BNSF executives met with the editorial board of The Spokesman-Review Thursday afternoon in an effort to begin rebuilding public trust.

“The aquifer is safe,” said Mark Stehly, the company’s assistant vice president for environment and research development.

Stehly added that the depot has more leak protections and electronic monitoring devices than any other business atop the aquifer, including massive fuel storage tank farms in Spokane, where millions of gallons of gasoline are stored. Three separate fuel protection barriers exist at the depot, but most storage tanks elsewhere have only a single sheet of steel between the fuel and the aquifer.

“They’re not required to have liners, they’re not required to have monitoring,” Stehly said. “With the protections we’ve got, it will remain safe.”

BNSF searched around the world for products and engineers to help fix flaws found at the depot, said Steve Millsap, assistant vice president for structures. At one point, a top scientist from Germany was flown to North Idaho to help apply special sealants atop the fueling platform.

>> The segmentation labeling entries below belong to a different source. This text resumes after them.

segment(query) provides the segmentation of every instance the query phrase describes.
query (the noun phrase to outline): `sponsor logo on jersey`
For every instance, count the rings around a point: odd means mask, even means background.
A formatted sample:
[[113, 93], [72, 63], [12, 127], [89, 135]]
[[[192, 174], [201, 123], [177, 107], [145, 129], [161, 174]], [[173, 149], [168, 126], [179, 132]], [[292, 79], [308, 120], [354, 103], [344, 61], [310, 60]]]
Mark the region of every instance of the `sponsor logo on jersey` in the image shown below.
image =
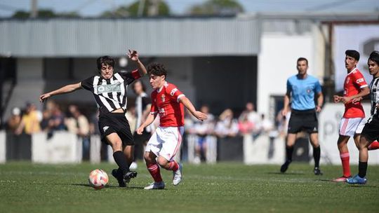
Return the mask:
[[357, 79], [357, 83], [362, 83], [364, 81], [364, 78], [361, 78], [359, 79]]
[[173, 88], [172, 90], [171, 90], [171, 92], [170, 92], [170, 95], [171, 95], [171, 96], [173, 96], [175, 92], [176, 92], [176, 91], [178, 91], [178, 89], [177, 88]]
[[121, 83], [99, 85], [94, 88], [95, 94], [107, 93], [107, 92], [121, 92]]

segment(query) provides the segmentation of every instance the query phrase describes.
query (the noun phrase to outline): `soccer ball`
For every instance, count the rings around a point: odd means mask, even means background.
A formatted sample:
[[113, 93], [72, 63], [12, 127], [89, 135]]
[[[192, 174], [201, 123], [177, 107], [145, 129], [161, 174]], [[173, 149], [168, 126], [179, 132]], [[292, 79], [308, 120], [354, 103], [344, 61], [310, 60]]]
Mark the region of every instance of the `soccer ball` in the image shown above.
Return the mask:
[[95, 170], [90, 173], [88, 183], [91, 186], [101, 189], [108, 183], [108, 174], [102, 170]]

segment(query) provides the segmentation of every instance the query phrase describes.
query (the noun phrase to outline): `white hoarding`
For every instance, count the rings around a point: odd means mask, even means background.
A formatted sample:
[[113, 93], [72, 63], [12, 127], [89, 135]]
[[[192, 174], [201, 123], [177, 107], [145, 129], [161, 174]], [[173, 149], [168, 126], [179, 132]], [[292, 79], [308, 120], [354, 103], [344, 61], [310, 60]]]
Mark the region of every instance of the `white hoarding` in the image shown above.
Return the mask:
[[358, 69], [364, 75], [366, 81], [370, 82], [372, 77], [368, 72], [367, 59], [373, 50], [379, 50], [379, 25], [337, 25], [333, 29], [333, 61], [335, 90], [343, 90], [347, 74], [345, 68], [346, 50], [359, 52], [361, 58]]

BNSF has blamed the problems on faulty construction and engineering practices and says it intends to file lawsuits to recover its repair costs.

Millsap said he and other senior BNSF managers hoped the Hauser refueling depot would become a model facility. He said he still has hope the changes will set an industry standard.

“I’m embarrassed,” Millsap told editorial board members. “I truly am.”

At the same meeting, however, company spokesman Gus Melonas complained of “hysteria” surrounding the leaks and said the site is now perceived in the same category as the Exxon Valdez oil tanker spill.

“In reality, the media blew this out of proportion,” Melonas said. “There’s been a mountain made out of a molehill.”